UK inflation accelerated to the fastest pace in more than two years in January, forcing Bank of England Governor Mervyn King to explain to the government what will be done to tame price gains.
Consumer prices rose 4 per cent from a year earlier after a 3.7 per cent increase in December, the Office for National Statistics said today in London - the highest since November 2008.
The 14th month of inflation above the central bank's 2 per cent target is challenging Mr King's argument that the government's fiscal squeeze will contain price gains.

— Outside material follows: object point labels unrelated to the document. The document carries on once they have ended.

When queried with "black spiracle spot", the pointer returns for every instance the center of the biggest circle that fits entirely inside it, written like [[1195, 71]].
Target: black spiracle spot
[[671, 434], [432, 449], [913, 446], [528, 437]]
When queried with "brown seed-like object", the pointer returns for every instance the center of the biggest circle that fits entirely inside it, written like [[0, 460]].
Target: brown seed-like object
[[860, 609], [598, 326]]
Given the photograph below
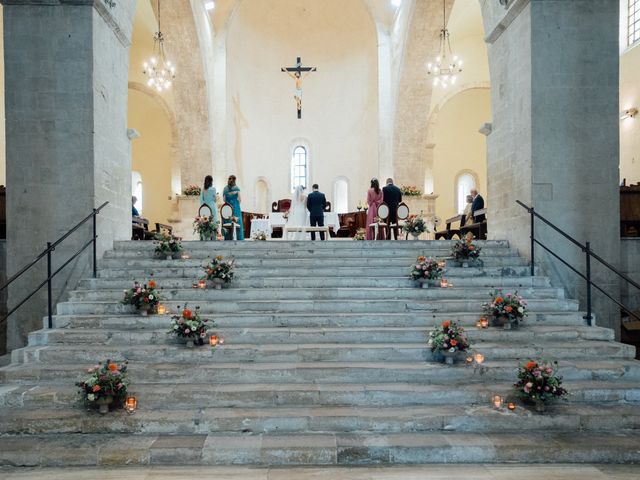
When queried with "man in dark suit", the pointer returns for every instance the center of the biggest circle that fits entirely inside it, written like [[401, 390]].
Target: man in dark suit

He will make a second public defence tomorrow when he presents the bank's quarterly economic forecasts amid dissent from policy makers Andrew Sentance and Martin Weale, who have called for higher interest rates to contain inflation expectations.
The pound fell as much as 0.3 per cent against the dollar and the euro after the report, and traded at $1.6045 and 84.36 pence per euro as of 9.43am in London. The yield on the 10- year gilt was down 1 basis point today at 3.831 per cent.
From the previous month, prices rose 0.1 per cent, the first increase in a January from December since records began in 1997. The gain was led by fuel, restaurants, alcohol and vehicles, which the statistics office said were particularly affected by an increase in the VAT rate. The cost of petrol as measured by the consumer-price index rose to a record £1.27 a litre last month.
Chancellor George Osborne raised the sales tax to 20 per cent from 17.5 per cent last month to help reduce the budget deficit. A similar increase a year ago added about 0.4 percentage points to inflation, the statistics office said. It will publish an estimate of the impact of this year's increase in April.
Retail-price inflation, a measure of the cost of living used in wage negotiations, was 5.1 per cent in January, the highest in eight months, from 4.8 per cent in December. On the month, prices by that measure increased 0.3 per cent. Excluding mortgage costs, retail-price inflation was 5.1 per cent.